大きなあくびをして席についた幸村くん。心なしか目の下にはくまがあって、寝癖も付いているような気がする。

幸村くんが寝坊するなんて珍しい。というか、いつも朝練に出ているし、予鈴に遅刻してくることはない。
そもそもまだ予鈴には充分な余裕がある。


寝起きってほどでもないけど寝ぼけている幸村くんは危険である。ある日の保健室での出来事。


「姓」


膝をポンポンと叩く幸村くん。うわ、デジャヴ。


恋人として膝に乗るのは、その前に乗ったときと別の恥ずかしさがあってためらってしまう。
恋人というカミングアウトはまだわたしは誰にもしていない。だから、クラスメイトはまたやってる程度にしか思ってないだろうけど。

世間の恋人や漫画の恋人はいとも簡単にやりのけているのが羨ましい。


「早く」


数秒も待たせていないのに、痺れを切らした幸村くんがわたしの手を掴む。
折れます。観念しました。お邪魔します。
いつも思うけど、わたしだって軽いわけでもないのに膝に乗せて足が痺れたりしないのだろうか。

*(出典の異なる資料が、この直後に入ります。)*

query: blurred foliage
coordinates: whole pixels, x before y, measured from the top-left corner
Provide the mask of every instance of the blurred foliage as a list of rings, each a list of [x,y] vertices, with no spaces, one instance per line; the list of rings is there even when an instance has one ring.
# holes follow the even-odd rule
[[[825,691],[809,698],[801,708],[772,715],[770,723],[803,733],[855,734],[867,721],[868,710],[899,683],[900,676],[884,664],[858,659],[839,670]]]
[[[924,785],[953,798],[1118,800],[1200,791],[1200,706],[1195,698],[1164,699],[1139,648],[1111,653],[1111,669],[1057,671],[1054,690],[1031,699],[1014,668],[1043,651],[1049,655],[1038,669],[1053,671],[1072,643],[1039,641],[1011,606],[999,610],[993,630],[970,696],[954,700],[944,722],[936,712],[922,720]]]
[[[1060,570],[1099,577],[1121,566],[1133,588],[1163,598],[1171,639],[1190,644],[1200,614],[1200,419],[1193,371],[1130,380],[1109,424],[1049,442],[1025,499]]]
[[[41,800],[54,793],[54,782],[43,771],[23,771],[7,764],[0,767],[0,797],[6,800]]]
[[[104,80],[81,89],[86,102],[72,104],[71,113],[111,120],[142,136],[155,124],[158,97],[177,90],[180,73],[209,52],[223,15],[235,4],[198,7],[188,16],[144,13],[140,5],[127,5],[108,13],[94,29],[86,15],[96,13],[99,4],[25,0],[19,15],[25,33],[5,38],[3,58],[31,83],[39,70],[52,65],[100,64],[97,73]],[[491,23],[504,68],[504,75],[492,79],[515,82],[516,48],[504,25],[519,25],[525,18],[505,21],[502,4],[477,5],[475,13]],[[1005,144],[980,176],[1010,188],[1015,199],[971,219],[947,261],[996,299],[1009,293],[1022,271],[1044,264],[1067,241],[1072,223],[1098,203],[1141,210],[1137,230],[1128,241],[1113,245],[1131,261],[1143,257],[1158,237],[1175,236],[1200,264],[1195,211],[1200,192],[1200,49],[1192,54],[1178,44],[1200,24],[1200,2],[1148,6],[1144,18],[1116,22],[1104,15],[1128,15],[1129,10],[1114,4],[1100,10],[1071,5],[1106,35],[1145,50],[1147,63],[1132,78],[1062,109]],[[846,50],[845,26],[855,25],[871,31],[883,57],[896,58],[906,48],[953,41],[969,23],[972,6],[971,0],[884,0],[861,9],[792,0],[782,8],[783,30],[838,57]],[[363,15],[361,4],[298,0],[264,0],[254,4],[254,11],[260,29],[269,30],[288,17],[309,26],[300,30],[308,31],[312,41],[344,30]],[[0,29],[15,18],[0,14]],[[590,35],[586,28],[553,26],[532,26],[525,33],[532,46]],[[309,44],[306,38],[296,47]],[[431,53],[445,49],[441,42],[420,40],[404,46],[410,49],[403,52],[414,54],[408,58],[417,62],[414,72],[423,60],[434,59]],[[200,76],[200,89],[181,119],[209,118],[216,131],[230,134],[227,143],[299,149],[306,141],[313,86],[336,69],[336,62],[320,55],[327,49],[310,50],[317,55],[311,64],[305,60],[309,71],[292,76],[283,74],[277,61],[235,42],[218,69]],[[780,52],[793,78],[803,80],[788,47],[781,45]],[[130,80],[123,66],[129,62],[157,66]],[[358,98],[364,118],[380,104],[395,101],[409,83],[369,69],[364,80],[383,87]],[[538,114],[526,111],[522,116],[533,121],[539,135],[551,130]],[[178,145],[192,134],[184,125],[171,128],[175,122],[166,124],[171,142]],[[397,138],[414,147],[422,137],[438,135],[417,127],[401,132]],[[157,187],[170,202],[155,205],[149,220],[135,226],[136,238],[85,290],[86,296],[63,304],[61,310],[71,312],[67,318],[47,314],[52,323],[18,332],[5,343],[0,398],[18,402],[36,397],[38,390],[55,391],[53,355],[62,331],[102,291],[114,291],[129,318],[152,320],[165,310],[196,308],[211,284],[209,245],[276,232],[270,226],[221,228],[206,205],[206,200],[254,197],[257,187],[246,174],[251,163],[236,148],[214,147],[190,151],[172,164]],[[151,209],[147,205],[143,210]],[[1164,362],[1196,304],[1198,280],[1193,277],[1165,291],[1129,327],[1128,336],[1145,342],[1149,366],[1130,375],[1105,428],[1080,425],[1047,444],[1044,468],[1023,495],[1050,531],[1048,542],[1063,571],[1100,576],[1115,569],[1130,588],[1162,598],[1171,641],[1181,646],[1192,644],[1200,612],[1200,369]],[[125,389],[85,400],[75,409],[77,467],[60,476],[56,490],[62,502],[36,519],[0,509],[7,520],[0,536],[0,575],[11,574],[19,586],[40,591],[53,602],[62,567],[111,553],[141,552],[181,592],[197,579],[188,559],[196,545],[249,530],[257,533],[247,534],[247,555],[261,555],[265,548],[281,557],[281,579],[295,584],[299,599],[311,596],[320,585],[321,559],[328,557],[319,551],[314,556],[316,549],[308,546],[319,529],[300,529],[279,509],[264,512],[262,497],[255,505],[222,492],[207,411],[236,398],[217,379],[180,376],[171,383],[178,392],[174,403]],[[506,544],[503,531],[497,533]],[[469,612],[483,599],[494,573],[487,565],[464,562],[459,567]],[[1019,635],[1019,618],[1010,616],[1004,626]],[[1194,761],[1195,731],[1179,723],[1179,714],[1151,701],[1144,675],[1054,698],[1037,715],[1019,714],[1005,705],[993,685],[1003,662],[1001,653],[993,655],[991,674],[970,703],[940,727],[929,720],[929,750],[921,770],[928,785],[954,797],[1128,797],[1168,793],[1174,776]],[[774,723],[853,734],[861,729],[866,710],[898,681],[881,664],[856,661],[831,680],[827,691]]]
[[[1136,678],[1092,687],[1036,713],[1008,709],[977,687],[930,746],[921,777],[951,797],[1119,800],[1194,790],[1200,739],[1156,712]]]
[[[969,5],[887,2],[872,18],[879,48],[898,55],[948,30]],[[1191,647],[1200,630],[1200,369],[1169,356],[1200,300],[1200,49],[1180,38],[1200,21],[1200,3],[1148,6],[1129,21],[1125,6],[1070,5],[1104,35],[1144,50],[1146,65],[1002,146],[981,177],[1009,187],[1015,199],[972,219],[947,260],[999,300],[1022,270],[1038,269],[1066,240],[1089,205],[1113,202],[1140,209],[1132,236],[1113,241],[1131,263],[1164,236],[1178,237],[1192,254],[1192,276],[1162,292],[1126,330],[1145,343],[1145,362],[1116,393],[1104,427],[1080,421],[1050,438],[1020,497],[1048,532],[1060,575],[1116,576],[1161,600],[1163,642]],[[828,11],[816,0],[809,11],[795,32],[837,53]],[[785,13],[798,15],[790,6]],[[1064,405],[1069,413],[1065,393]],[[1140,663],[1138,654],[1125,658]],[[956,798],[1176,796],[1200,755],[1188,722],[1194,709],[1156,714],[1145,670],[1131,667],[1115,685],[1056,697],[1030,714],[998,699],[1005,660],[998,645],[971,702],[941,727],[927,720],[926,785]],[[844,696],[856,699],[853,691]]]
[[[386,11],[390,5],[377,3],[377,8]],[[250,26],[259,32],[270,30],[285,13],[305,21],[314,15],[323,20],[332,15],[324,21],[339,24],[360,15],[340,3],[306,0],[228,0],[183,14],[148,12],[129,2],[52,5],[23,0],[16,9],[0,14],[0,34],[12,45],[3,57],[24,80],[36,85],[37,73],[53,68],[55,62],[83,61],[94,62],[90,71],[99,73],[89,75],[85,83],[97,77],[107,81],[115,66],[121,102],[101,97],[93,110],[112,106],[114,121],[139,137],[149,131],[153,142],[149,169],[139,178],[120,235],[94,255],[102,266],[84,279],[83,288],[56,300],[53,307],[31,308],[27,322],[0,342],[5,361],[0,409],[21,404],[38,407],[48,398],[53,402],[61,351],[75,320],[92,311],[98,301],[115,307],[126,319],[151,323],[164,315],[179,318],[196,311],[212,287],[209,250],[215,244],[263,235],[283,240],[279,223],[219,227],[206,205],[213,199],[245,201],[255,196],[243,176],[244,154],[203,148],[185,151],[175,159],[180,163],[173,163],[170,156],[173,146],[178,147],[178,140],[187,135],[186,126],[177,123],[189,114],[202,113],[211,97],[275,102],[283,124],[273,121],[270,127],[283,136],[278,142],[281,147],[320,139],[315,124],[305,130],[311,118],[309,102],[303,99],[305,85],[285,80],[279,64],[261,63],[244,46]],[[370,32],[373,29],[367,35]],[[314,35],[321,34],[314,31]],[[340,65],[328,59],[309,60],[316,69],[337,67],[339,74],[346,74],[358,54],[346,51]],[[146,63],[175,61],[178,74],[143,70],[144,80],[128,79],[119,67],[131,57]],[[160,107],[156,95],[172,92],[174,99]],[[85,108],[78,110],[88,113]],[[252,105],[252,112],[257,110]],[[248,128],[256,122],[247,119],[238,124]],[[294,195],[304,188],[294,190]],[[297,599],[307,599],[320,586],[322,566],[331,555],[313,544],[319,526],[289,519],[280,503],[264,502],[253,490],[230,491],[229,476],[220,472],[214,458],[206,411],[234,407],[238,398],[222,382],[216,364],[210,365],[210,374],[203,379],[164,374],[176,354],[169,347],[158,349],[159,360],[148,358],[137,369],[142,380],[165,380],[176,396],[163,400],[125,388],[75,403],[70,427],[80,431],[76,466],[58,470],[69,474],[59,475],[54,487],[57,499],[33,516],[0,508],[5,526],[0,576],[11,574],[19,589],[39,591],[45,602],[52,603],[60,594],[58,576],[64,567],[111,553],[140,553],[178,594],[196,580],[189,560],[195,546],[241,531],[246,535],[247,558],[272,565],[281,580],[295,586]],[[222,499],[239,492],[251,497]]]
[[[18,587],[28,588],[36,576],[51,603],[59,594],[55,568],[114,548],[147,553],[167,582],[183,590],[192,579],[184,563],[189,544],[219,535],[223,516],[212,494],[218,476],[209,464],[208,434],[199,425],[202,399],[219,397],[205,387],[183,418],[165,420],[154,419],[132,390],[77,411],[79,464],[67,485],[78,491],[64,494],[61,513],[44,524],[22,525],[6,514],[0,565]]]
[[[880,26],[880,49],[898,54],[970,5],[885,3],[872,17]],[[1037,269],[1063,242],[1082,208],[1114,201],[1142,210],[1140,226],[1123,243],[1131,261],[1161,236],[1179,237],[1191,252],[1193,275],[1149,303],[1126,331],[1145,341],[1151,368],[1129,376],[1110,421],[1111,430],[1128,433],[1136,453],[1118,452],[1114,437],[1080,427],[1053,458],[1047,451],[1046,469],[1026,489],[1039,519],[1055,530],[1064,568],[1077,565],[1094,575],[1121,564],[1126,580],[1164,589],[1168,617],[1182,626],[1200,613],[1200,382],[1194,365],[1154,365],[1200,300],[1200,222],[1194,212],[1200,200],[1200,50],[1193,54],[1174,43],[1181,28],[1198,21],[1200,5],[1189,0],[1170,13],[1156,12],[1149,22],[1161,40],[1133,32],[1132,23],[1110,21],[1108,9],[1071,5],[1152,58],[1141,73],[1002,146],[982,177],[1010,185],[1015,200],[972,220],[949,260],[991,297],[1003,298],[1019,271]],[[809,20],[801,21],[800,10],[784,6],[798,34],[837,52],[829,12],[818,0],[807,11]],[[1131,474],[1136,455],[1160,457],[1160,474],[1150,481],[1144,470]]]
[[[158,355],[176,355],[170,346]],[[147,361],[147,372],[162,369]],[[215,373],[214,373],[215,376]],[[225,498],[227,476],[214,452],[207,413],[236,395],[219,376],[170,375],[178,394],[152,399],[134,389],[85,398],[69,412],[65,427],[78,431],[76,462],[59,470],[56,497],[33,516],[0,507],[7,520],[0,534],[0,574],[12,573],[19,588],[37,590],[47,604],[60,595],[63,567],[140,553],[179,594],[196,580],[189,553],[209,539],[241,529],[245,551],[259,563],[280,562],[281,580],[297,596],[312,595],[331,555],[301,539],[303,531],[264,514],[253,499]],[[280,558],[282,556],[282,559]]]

わたしが膝の上に座ると満足げに笑って抱きしめてくれた。するとすぐに体重がかけられ、これは抱き枕にされたと悟る。
先生が来るまで寝かせてあげよう。


目の前に絶句した大男が二人立っていて、先生よりもずっとストイックで厳しい人が来ちゃったな。


「姓だったな。何故精市の膝に」
『乗れと言われたので。寝たのは寝不足だからかな』


柳くんの目の色初めて見たかも。
彼の隣に立つ厳格な彼は顔を怒りか羞恥かいずれにせよ真っ赤にして小刻みに震えている。


「幸村ァ!場所を弁えんか!!」


真田くんの怒号が窓をビリビリと震わせ、教室の中はしんと静まりかえり、至近距離でそれを受けた柳くんとわたしは耳鳴りのする耳を押さえた。
当の叱られた本人はすやすやと寝息をたてている。嘘でしょ。

幸村くんの態度に顔をヒクつかせた真田くんは手を上げそうになったが、柳くんが出直せばいいと諭した。
手と怒りを無理やり抑えた真田くんはもう一度わたしたちを見た。顔を歪めて、言うべきか言うまいか口をもごもごさせている。


「しかし、姓。この状況に何とも思わんのか」


幸村くんの膝の上にいる。しかも、白昼堂々と教室で。気に障って仕方がないらしい。


『これが初めてじゃないからなんだか慣れちゃって。わがままだし、強引イタッだし、わたしの意見は無イタタタッ!幸村くん起きてるでしょ!』


真田くんたちと話してる途中からだんだん幸村くんの腕の力が強くなってきて、最初は寝ぼけてるのかなって思ってたけど、締める勢いで力が強くなった。
幸村くん本人は目を伏せたまま首を横に振るけど、緩んだ口元が隠せてないですよ!


「精市が寝不足なんて珍しいな。何かいいことでも起きるのか?」
「少し学校に来るのが楽しみになっただけだよ。それで何の用だい?」


真田くんと柳くんが来たなら部活の話だよね。関係ないし部外者のわたしは退散した方がいいよね。
さすがに幸村くんも空気を読むので、腕の力は緩めてくれて、膝の上から脱出することができた。

隣の席のだから、話の輪にいない程度であまり変わらないのだけどね。